Del amor, la venganza y el dolor
Entre Beckett y Chéjov, entre el amor y la venganza provocada por el desamor, entre el cine y el teatro. Sobre estos tres elementos discurre ‘Drive my car’, un filme que llega poco más de dos meses después del anterior trabajo del japonés Ryüsuke Hamaguchi y que para muchos puede ser el gran triunfador de los próximos Óscar. Estamos ante una obra que hay que ver en calma, sin prisas y con la cabeza muy despejada. Lo recomiendo así porque es la mejor manera de acercarse y de disfrutar de un argumento, creado a partir de un cuento de Murakami, en el que el espectador se habrá de enfrentar a personajes inasibles y a situaciones complejas.
Y en el que, también, la palabra dicha, los largos monólogos, los pensamientos dichos en voz alta y las historias que surgen mientras los protagonistas hacen el amor, son tan intensos y parte tan principal del filme como lo son cada uno de sus personajes. Y, junto a ellos, ese otro elemento que se convierte en escenario rodante e imprescindible para entender y asimilar todo lo que aquí sucede. Me refiero al coche rojo, testigo de tantas conversaciones y reflexiones.
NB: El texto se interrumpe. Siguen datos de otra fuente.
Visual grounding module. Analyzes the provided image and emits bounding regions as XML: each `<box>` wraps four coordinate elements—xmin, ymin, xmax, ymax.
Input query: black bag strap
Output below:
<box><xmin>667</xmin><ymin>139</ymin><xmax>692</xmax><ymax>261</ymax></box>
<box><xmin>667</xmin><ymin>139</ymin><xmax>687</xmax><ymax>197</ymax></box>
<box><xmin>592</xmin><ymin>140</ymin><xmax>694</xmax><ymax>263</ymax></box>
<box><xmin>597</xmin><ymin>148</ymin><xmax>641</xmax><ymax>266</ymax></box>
La historia de un dramaturgo y su mujer, con alguna infidelidad y alguna pérdida de por medio, se le sirve al espectador como una larga entradilla de más de media hora, tras la cual, puestos ya los títulos de crédito, comenzará la historia que Hamaguchi -Murakami mediante- se dispone a contar. En ella habrá discursos, sí, reflexiones, constantes alusiones al ‘Tío Vania’ que algunos se disponen a ensayar, y, sobre todo, se desarrollará lo mejor de ‘Drive my car’: la relación que irán sellando el actor y dramaturgo protagonista del filme y la joven chófer que le llevará por los caminos de Hiroshima.
‘Drive my car’ es, en mi opinión, demasiado larga, excesiva en cierto sentido, dejándose llevar por el uso de la palabra como protagonista. Pero es una película con alma, con vida, con mucho sentimiento, y dolor, y deseos de venganza. Es ese cine que te entra y te acompaña largamente.